In the example below, we'll omit `str` types (as the default type is string). You should feel free to experiment with other fields and types, e.g. try `topics: list[str]` or `is_realistic: bool`.


In [4]:
cot = dspy.ChainOfThought('question -> response')
cot(question="should curly braces appear on their own line?")

Prediction(
    reasoning='The placement of curly braces on their own line depends on the coding style and conventions being followed.
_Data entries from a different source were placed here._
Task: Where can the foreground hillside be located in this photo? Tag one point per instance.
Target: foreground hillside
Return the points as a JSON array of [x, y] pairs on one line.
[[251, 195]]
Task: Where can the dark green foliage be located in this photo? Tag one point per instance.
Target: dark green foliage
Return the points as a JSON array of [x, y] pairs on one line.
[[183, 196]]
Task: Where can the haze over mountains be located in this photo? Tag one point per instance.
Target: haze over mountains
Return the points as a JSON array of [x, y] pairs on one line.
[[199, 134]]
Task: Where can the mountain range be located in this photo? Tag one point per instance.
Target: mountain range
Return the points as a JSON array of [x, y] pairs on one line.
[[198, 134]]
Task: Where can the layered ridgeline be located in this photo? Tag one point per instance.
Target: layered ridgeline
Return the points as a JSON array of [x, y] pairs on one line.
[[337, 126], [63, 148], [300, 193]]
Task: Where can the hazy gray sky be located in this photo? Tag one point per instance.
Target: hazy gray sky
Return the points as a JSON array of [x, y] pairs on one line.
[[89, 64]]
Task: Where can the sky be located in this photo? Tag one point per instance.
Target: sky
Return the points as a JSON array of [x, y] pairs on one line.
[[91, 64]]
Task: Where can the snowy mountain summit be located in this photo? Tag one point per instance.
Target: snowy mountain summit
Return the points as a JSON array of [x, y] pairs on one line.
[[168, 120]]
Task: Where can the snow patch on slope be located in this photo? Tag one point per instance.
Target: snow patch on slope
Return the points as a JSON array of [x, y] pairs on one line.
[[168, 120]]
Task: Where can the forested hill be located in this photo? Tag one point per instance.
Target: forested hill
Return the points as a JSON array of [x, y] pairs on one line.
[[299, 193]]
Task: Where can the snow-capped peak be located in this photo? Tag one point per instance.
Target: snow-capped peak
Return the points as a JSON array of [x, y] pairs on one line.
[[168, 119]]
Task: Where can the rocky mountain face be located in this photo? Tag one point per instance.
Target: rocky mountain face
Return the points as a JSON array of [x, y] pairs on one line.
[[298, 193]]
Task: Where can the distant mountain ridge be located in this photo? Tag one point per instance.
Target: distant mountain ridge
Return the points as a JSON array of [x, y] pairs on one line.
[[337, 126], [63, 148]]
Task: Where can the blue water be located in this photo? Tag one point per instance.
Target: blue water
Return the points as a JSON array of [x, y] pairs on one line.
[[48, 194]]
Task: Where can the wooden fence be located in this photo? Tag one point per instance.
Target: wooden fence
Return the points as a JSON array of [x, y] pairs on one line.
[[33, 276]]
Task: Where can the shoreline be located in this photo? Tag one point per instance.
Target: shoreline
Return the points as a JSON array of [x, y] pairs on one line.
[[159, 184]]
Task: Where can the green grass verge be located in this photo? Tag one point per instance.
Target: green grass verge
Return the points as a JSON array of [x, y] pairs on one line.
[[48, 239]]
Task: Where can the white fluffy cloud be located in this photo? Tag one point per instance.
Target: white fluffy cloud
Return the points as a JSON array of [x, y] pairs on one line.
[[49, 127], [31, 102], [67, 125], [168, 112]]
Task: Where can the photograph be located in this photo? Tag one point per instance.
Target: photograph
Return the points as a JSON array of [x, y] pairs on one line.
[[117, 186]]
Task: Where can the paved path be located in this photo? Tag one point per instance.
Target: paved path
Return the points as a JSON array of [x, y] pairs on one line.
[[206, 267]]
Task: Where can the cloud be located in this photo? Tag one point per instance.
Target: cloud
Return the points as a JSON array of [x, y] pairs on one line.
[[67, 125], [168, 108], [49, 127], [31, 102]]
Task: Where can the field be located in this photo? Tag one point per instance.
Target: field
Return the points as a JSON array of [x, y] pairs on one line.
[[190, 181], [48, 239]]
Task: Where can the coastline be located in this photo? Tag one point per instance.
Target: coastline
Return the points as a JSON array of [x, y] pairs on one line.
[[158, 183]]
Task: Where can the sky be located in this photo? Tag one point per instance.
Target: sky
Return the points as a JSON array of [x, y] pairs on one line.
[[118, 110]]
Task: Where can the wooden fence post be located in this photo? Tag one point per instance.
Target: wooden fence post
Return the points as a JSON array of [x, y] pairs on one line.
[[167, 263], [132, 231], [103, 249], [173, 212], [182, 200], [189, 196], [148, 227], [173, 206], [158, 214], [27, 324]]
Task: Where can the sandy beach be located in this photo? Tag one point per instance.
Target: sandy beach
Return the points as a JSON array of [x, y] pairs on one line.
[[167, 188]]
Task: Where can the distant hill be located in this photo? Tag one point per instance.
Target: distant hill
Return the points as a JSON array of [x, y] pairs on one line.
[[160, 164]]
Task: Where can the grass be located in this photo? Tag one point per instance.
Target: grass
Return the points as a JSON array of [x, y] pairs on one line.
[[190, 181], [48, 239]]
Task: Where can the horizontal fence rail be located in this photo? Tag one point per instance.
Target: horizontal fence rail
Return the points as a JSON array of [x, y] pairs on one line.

In some programming languages and style guides, such as the Allman style, curly braces are placed on their own line to enhance readability. In contrast, other styles, like K&R style, place the opening brace on the same line as the control statement. Ultimately, it is a matter of personal or team preference, and consistency within a project is key.',
    response='Curly braces can appear on their own line depending on the coding style you are following. If you prefer a style that enhances readability, such as the Allman style, then yes, they should be on their own line. However, if you are following a different style, like K&R, they may not need to be. Consistency is important, so choose a style and stick with it.'
)



Interestingly, asking for reasoning can make the output `response` shorter in this case. Is this a good thing or a bad thing? It depends on what you need: there's no free lunch, but DSPy gives you the tools to experiment with different strategies extremely quickly.

By the way, `dspy.ChainOfThought` is implemented in DSPy, using `dspy.Predict`. This is a good place to `dspy.inspect_history` if you're curious.


## Using DSPy well involves evaluation and iterative development.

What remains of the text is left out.